The question is, however, just how long is it going to take for this change to arrive in all classrooms. Researcher Schön has already had some experience herself with producing open teaching materials. In collaboration with Martin Ebner from the TU Graz and over 100 authors, 80 specialists and lots of other helpers she produced the L3T textbook (Teaching and Learning with Technologies). “The aim of our project was not to show that we could produce a book like that for little money, we wanted to show just how useful OER is,” says Schön.  In Austria, for example, the Ministry of Education has developed and financed a book on the fundamentals of teaching with sample lessons and progress reports. The people responsible decided on the OER version for the project. If the teaching materials are available online and are appropriately licensed, as many colleagues as possible can make use of it and adapt it to their needs very quickly – that is something that could not be done with a classic textbook in this form.

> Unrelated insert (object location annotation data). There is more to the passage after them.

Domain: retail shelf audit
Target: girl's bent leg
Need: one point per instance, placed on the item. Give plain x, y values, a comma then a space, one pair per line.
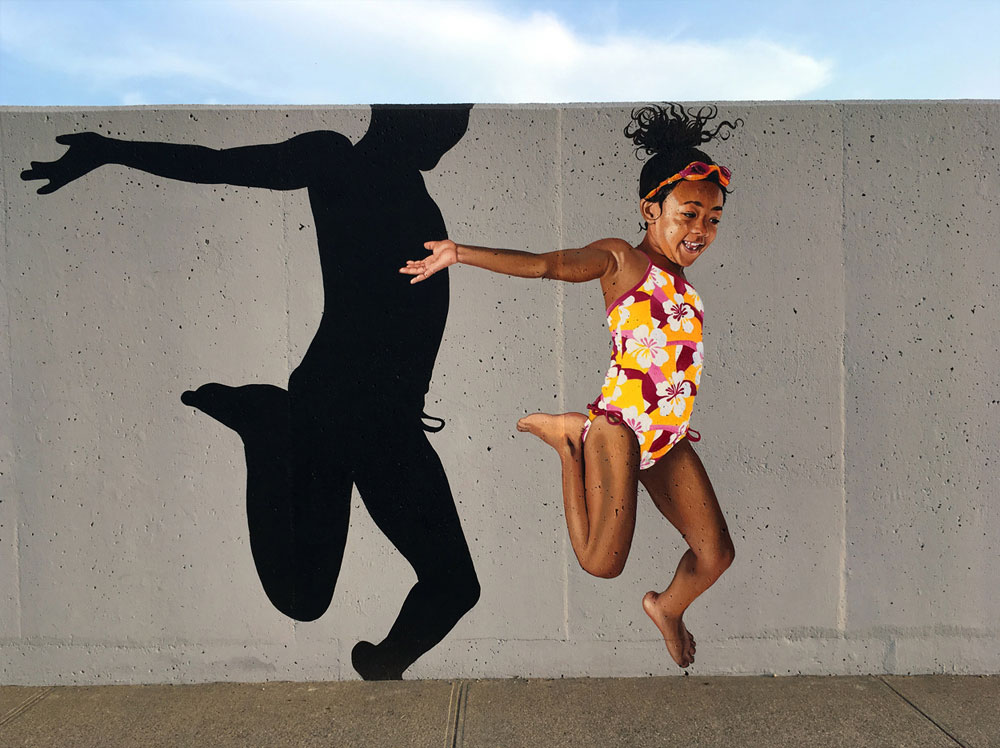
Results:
682, 491
599, 480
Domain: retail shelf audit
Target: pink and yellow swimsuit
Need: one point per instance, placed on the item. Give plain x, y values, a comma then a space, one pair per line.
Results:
656, 360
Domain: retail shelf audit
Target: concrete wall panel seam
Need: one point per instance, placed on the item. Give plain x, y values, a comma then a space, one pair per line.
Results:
842, 601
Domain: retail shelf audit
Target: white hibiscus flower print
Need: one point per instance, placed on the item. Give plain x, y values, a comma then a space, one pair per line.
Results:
673, 395
679, 314
649, 346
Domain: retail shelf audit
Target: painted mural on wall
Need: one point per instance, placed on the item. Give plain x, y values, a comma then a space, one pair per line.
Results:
353, 411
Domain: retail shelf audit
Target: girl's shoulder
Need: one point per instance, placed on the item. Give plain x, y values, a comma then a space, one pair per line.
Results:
621, 250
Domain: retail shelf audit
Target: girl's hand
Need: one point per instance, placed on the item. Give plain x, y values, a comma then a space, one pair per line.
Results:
86, 153
443, 254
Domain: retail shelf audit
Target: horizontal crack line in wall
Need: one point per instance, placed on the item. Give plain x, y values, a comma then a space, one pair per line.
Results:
30, 702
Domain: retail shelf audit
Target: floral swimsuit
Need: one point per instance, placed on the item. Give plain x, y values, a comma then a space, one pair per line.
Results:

OER initiatives in Poland and Norway

While there was an initiative in Germany to sniff out school computers for illegally produced digital copies, other countries adopted a substantially more decisive approach to the subject. In 2012 Poland launched an OER offensive with its digital school project and invested around 11 million euros in the production of free and openly accessible teaching materials for the 4th to 6th grade. All the materials have a CC-BY licence and may therefore be copied and worked on, provided the author’s name is mentioned. In Norway the government-sponsored National Digital Learning Arena (NDLA) is responsible for the production of OER materials. The materials are particularly geared to the secondary level, quality management is carried out in cooperation with the universities and other institutions.

In Germany, the government takes first steps in sponsoring OER. The current coalition government consisting of the CDU, CSU and SPD parties issued a statement, “In collaboration with the federal states and players from all fields of education we will develop and implement a common “Digital Learning” strategy that makes decisive use of the opportunities presented by the new media for improving education. The textbooks and teaching materials at universities are also to be made freely available, as far as it is possible, and the use of free licences and formats is to be extended.” In  the federal budget for 2015, two million euros have been scheduled for the first time for the fevelopment of OER.